1

I am following this explanation of pandas's MultiIndex. When an index is composed of multiple columns, some columns are taken to be children of other columns.

In contrast, multiple column keys in a SQL table do not have such a relationship between columns. I can still sort by multiple columns at whim, including those of a MultiIndex.

What purpose is served by the parent-child relationship in MultiIndex columns?

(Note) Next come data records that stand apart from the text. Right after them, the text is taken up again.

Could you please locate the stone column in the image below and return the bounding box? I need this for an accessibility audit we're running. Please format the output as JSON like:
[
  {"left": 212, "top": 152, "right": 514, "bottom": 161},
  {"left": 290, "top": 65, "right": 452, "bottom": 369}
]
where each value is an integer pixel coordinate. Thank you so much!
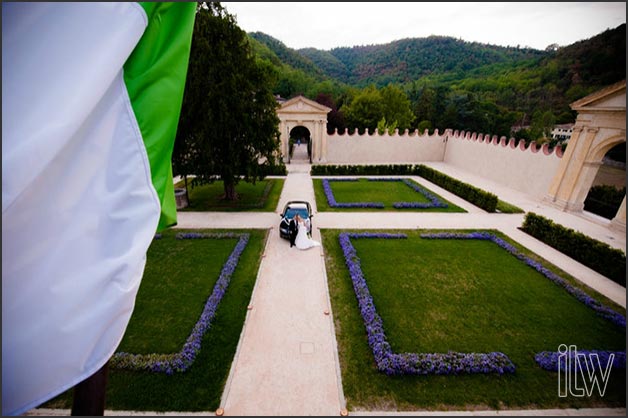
[
  {"left": 311, "top": 121, "right": 321, "bottom": 163},
  {"left": 544, "top": 126, "right": 599, "bottom": 211},
  {"left": 321, "top": 120, "right": 327, "bottom": 163},
  {"left": 611, "top": 196, "right": 626, "bottom": 232}
]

P.S. I found this post, but it doesn't really focus on the hierarchical nature of MultiIndex.

user36800
  • 2,019
  • 2
  • 19
  • 34
  • I think it ties into the fact that multiIndexes can be used to represent higher dimensional data (3D. 4D. etc) as 2D data, simply by appropriately setting the levels in the multiIndex to represent the dimensions. – cs95 Dec 28 '20 at 02:12
  • True that. But you don't actually need a parent-child relationship between the dimensions/columns to do this. Relational data has been doing this for decades. That's why I was wondering what is achieved by the hierarchical relationship. – user36800 Dec 29 '20 at 02:43
  • You don't think matrix dimensions are hierarchical in relationship? For example, "row-major" and "column-major" terms are used to indicate the dominant axis in array traversal. – cs95 Dec 29 '20 at 02:49
  • I don't. SQL has used multi-column keys for a long time, and there is no inherent pecking order in the columns. If you really wanted to, you can sort a table by several columns, with a pecking order between the columns, but you can then turn around and re-sort the table according to the key's columns, but specified in a different pecking order. I got used to thinking of multiple dimensions without an inherent pecking order, though you can impose whatever order you want in a table's sorting of rows. It's very arbitrary. – user36800 Dec 29 '20 at 06:02
  • Python, Matlab, and Java have a pecking order in the axes, but that has more to do with how the data is physically laid out in memory for *full arrays*. Relational data, such as in a dataframe (called "tables" in Matlab, Excel [1], and SQL) are like sparse matrices in that records exist only for points in the data cube that are not empty. There is no regular layout like a full array; the records can have an arbitrary order. So the pecking order of axes doesn't apply. So the question is whether hardwiring the axes order in Python's MultiIndex has other benefits. [1] `ListObject`s, not ranges. – user36800 Dec 31 '20 at 02:07

0 Answers0